O programa "Chama Imensa" foi lançado na BTV, prometendo a revelação dos "nomes do novo Apito Dourado". O programa serviria para fazer a "divulgação pública e denúncia de quem lidera as reuniões, os nomes e quem é quem" na estrutura criada pelos dragões.

De acordo com o comunicado oficial do Benfica para apresentar o programa, era o FC Porto quem liderava a rede de corrupção no setor da arbitragem "no tempo do Apito Dourado" e continuava agora a liderar e a "usar os mesmos métodos".

Durante o primeiro programa "Chama Imensa", o Benfica associou os nomes dos árbitros Luís Ferreira e Vítor Ferreira ao alegado esquema de corrupção que envolve o FC Porto.
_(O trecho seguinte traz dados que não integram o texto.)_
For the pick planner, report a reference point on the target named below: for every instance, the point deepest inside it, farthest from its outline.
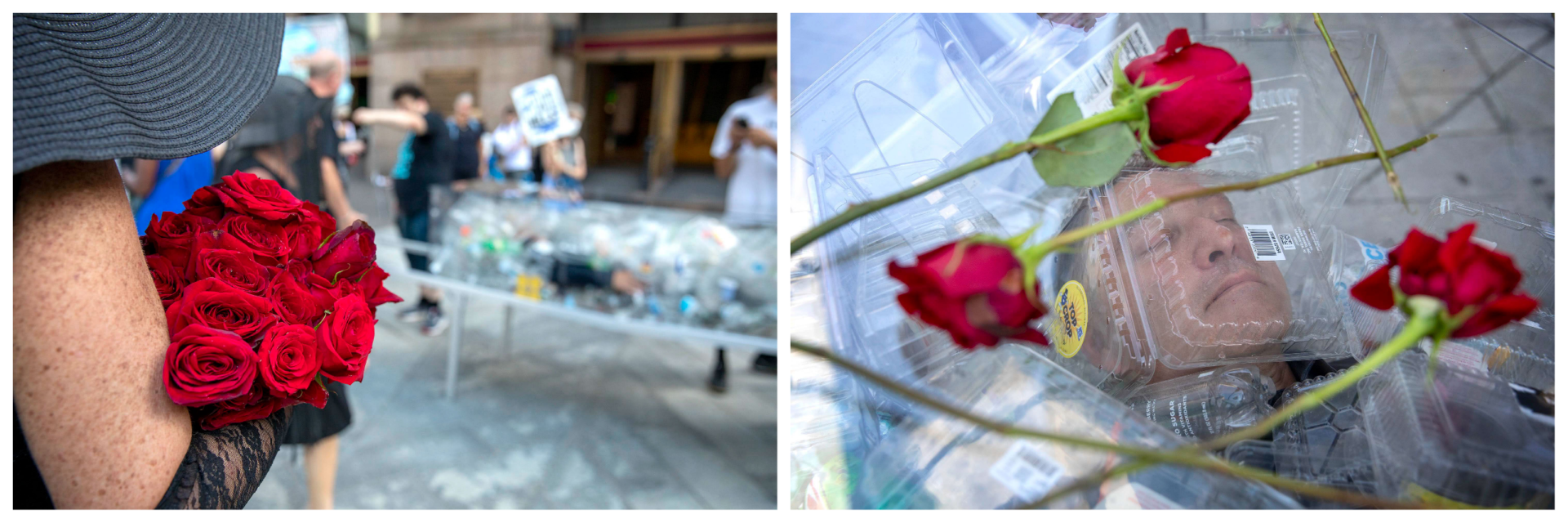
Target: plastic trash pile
(692, 269)
(1155, 355)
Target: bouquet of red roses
(264, 299)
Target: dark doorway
(618, 114)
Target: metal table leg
(460, 306)
(506, 330)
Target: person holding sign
(565, 165)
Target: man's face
(1194, 257)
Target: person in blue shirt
(163, 186)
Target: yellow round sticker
(1071, 315)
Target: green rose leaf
(1089, 159)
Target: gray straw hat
(98, 87)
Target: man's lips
(1235, 281)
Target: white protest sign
(541, 109)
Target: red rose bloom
(206, 366)
(253, 405)
(234, 267)
(1205, 109)
(267, 241)
(167, 279)
(314, 395)
(294, 302)
(262, 199)
(175, 236)
(973, 291)
(372, 288)
(1459, 272)
(206, 203)
(347, 253)
(220, 305)
(212, 239)
(345, 338)
(289, 359)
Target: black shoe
(434, 322)
(412, 315)
(720, 381)
(765, 363)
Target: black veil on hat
(149, 85)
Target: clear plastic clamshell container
(1460, 437)
(908, 104)
(1298, 110)
(1521, 352)
(1349, 262)
(949, 463)
(1218, 280)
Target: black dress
(311, 424)
(27, 482)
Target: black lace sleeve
(223, 467)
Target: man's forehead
(1142, 189)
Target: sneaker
(765, 363)
(434, 322)
(720, 381)
(412, 315)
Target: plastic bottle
(1208, 404)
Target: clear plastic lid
(947, 463)
(1327, 443)
(1459, 437)
(1525, 351)
(1336, 472)
(1218, 280)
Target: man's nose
(1215, 242)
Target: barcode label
(1090, 83)
(1286, 241)
(1027, 472)
(1266, 245)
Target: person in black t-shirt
(424, 159)
(468, 141)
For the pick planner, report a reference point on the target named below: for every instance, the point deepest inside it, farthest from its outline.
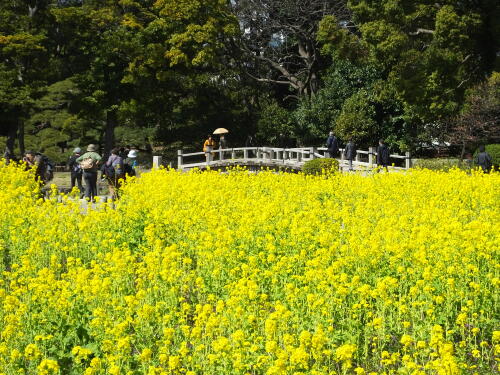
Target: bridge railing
(293, 157)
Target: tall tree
(278, 40)
(24, 55)
(431, 51)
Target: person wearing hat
(75, 169)
(130, 163)
(89, 162)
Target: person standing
(332, 146)
(75, 169)
(130, 163)
(114, 172)
(36, 161)
(484, 160)
(208, 147)
(382, 154)
(350, 153)
(222, 146)
(89, 162)
(250, 143)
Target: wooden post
(179, 159)
(407, 160)
(370, 156)
(157, 161)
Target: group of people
(332, 145)
(85, 166)
(483, 159)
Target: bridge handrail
(292, 155)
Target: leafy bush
(494, 151)
(436, 164)
(320, 166)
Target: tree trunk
(11, 140)
(109, 135)
(20, 137)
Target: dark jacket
(350, 151)
(382, 155)
(332, 144)
(73, 165)
(483, 159)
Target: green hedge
(437, 164)
(320, 166)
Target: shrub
(436, 164)
(494, 151)
(320, 166)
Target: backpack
(108, 171)
(48, 168)
(87, 163)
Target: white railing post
(179, 159)
(156, 162)
(313, 152)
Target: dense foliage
(324, 166)
(164, 73)
(207, 273)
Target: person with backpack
(114, 171)
(75, 169)
(44, 168)
(382, 154)
(332, 146)
(130, 163)
(89, 163)
(350, 153)
(484, 160)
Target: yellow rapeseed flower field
(207, 273)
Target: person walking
(332, 146)
(350, 153)
(382, 154)
(89, 162)
(114, 171)
(208, 147)
(484, 160)
(76, 170)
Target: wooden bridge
(281, 158)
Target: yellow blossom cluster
(238, 273)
Perante a situação, os dois árbitros avançaram com uma queixa-crime contra o Benfica.

O caso Piriquito

A meio de novembro, a Federação Portuguesa de Futebol anunciou ter feito uma denúncia à Polícia Judiciária e à Procuradoria-Geral da República da alegada partilha de documentos internos do organismo com pessoas externas. Isto aconteceu depois de ter sido noticiado que Pedro Guerra, afeto ao Benfica, terá recebido documentos internos da Federação, através de Horácio Piriquito, membro do Conselho Fiscal do organismo.

Por consequência, o membro do Conselho Fiscal da Federação Portuguesa de Futebol demitiu-se. No entanto, Horácio Piriquito garantiu que não passou qualquer documento confidencial a Pedro Guerra. No final de novembro, o Ministério Público confirmou que foi instaurado um inquérito a Horácio Piriquito, por alegada partilha de documentos internos do organismo com pessoas externas.